Garde-robe littéraire

Haruki Murakami se raconte à travers ses T-Shirts. De la haute couture comme d’habitude

L’habit ne fait pas le moine. Mais il semble faire l’écrivain nous dit Haruki Murakami, figure de proue des lettres japonaises qui, à défaut de prix Nobel vient de recevoir le prix Cino Del Luca récompensant une œuvre scientifique ou littéraire au message d’humanisme et succédant notamment à Andrei Sakharov, Mario Vargas Llosa, Sylvain Germain et Joyce Carol Oates. Et plus particulièrement ses T-Shirts qu’il affectionne tout particulièrement. De cette passion est née l’idée peut-être un peu folle de confectionner une autobiographie. Il a fallu pour cela la rencontre avec le magazine japonais de mode Popeye.
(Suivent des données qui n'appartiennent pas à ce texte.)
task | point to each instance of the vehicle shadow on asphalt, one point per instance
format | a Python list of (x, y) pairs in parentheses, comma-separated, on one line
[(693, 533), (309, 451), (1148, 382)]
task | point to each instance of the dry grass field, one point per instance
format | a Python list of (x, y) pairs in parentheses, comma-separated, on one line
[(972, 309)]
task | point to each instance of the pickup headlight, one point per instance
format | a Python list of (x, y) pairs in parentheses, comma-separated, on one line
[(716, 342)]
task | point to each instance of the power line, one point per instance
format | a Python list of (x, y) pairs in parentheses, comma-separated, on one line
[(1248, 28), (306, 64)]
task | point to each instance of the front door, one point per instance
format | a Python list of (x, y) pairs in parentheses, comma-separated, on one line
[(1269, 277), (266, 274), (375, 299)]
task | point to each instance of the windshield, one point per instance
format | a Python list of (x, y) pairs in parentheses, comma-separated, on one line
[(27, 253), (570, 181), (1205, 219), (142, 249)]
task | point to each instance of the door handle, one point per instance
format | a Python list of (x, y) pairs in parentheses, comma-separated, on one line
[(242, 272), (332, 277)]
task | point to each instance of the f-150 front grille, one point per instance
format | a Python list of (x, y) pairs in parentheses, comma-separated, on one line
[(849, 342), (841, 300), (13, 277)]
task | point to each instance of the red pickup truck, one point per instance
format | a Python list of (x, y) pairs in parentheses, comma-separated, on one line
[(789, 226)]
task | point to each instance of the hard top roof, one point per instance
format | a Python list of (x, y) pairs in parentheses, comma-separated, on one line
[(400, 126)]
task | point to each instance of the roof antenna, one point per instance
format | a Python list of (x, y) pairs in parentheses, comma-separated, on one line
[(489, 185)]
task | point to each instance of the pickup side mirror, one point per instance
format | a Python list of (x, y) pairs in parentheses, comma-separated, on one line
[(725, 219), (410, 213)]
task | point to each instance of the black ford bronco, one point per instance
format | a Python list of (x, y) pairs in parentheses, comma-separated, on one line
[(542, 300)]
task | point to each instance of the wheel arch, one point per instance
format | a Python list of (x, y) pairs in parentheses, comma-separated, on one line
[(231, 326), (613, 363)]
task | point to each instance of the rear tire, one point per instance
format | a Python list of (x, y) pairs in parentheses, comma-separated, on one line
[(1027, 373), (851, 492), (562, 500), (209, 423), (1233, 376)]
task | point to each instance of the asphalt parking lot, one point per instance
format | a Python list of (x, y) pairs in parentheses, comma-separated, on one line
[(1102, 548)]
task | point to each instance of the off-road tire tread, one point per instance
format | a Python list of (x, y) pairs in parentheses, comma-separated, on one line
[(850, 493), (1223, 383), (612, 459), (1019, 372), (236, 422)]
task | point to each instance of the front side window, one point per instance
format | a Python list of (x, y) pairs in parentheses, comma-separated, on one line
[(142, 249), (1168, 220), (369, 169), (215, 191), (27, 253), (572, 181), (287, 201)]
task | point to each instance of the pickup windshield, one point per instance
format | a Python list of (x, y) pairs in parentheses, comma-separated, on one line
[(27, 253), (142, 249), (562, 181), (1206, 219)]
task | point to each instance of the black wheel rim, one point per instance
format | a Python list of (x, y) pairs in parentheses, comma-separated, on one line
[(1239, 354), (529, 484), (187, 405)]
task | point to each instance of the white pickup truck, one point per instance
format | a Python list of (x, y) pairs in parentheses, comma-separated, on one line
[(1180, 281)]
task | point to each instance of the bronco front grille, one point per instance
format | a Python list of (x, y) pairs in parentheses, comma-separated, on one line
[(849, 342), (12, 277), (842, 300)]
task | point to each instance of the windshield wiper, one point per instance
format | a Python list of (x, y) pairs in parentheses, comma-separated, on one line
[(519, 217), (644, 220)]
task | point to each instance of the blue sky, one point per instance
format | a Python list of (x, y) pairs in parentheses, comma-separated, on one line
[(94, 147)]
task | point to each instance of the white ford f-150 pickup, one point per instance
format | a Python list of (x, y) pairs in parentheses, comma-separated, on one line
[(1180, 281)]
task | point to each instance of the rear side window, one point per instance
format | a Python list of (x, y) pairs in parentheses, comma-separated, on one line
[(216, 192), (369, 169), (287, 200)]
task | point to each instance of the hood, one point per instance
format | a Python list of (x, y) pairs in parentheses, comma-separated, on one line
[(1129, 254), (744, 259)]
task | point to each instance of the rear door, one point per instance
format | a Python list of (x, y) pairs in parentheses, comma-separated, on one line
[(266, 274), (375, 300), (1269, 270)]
Murakami aime les T-Shirts. En été, il ne porte que cela et en possède des centaines qu’il reçoit ou chine aux détours de ses pérégrinations. Accompagné de photos, le livre se promène ainsi dans les placards de notre auteur et raconte un peu plus sa vie. Il y a ce qu’on sait de lui, ses passions pour la musique et le jazz en particulier mais également Bruce Springsteen ou le célèbre groupe de rock des Ramones, pour la course à pied et le marathon, le baseball et le whisky. Parfois, le connaisseur de l’œuvre du maître trouve sur les cols de ces T-Shirts quelques poussières d’inspiration glissées ici ou là comme par exemple sa passion à chiner des vinyles qui renvoie à la nouvelle Charlie Parker plays bossa-nova (Première personne du singulier, Belfond, 2022). D’ailleurs il rappelle qu’un T-Shirt comme tout autre objet peut être une source d’inspiration. Ainsi son préféré, un T-Shirt jaune du nom de Tony Takitani, obscur candidat démocrate aux Etats-Unis qui lui inspira une nouvelle et qui elle-même devint un film.
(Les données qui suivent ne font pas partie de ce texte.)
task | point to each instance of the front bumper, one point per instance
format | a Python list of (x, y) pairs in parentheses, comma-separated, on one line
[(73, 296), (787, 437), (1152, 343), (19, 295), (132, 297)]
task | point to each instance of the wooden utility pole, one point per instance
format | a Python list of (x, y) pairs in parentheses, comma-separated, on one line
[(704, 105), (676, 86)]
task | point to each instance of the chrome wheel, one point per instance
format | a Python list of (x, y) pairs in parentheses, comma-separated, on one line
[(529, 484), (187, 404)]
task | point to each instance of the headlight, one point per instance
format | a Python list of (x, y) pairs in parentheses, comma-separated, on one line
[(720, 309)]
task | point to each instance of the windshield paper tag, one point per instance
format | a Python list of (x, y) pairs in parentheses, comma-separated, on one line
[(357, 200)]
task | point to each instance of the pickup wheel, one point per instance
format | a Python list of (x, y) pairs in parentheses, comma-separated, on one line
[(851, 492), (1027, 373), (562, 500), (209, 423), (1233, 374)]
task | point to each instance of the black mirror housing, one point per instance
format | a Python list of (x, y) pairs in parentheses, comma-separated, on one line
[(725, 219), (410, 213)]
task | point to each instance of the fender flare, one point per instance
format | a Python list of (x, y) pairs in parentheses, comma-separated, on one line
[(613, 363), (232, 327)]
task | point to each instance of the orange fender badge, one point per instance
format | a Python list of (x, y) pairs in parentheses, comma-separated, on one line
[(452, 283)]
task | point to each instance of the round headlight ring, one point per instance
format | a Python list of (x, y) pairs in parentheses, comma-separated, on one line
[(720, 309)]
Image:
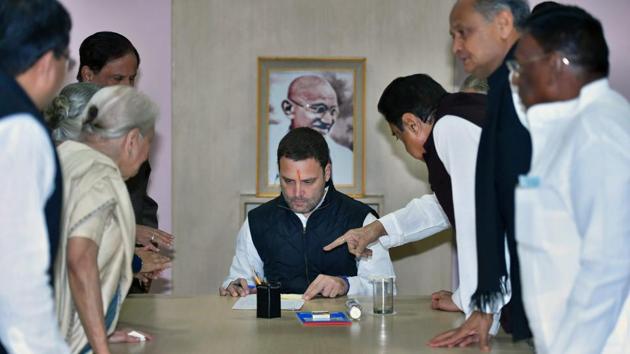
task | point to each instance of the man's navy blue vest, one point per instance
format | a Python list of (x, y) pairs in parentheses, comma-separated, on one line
[(292, 254), (13, 101)]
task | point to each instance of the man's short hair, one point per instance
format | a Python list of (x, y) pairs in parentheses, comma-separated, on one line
[(418, 94), (573, 32), (490, 8), (28, 30), (302, 144), (474, 84), (102, 47)]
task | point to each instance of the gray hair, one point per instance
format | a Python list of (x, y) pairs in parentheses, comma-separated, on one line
[(490, 8), (115, 110), (64, 112), (475, 85)]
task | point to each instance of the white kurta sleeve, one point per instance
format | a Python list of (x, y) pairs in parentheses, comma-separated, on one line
[(27, 318), (600, 197), (246, 258), (379, 264), (422, 217)]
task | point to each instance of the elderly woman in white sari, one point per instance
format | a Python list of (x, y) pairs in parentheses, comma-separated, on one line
[(93, 266)]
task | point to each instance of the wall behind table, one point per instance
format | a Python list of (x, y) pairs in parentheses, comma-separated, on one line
[(149, 29), (215, 46)]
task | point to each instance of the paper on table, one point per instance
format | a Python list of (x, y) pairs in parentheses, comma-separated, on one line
[(290, 302)]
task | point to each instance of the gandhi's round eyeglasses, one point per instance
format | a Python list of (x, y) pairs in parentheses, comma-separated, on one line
[(316, 108)]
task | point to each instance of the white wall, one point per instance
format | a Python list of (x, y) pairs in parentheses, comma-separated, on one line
[(149, 29)]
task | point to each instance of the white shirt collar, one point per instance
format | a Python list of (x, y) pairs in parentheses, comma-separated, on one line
[(304, 218)]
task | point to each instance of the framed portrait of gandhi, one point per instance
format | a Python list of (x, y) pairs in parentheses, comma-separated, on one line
[(326, 94)]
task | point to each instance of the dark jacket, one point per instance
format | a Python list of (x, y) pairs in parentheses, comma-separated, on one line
[(292, 254), (505, 152)]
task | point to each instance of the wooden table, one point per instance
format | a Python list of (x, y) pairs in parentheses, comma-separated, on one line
[(207, 324)]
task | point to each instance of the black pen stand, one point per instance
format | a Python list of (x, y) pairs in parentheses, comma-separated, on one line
[(268, 300)]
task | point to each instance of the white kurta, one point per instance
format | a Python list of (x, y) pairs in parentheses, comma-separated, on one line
[(27, 314), (572, 223), (456, 143)]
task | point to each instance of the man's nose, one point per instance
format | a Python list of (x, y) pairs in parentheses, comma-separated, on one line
[(456, 45), (298, 188)]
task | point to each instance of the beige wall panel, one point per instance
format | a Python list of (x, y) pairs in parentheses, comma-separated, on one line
[(215, 46)]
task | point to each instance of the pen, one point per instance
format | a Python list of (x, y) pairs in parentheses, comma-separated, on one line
[(256, 278)]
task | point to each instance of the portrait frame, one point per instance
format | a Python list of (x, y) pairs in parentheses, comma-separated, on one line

Parfois, au détour d’une confection qui se veut confession, le lecteur découvre un Murakami qu’il connait moins. En préférant les T-Shirts sans marques floqués de logos plutôt que des T-Shirts chics, Murakami révèle cette humilité et cette simplicité qui le caractérisent. « Je ne veux pas attirer l’attention » se justifie-t-il tout en admettant que certains T-Shirts restent difficiles à porter, soit par conformisme, soit parce qu’ils demandent du courage : « les motifs qui ornent les T-Shirts sont innombrables mais oser porter ceux qui représentent des voitures constitue un acte bien plus héroïque qu’on ne le pense ». Derrière ces T-Shirts, Murakami offre ainsi une réflexion sur ce que les habits disent de nous, les messages, les idées que nous véhiculons. Plus encore, la force qu’il assigne à ce bout de tissu sans valeur marchande traduit cette capacité qu’ont les objets de posséder leur propre vie et de consigner une mémoire, celle de ceux qui les ont portés avant nous, celle des rencontres que vous avez effectuées, et celle enfin des lieux que vous avez arpenté durant votre vie (les plages d’Hawaï, les villes américaines où il a enseigné, etc.). Une mémoire projetée au cœur de l’œuvre de l’écrivain japonais quand on pense à quelques-uns de ses livres comme récemment Le Meurtre du Commandeur (Belfond, 2018).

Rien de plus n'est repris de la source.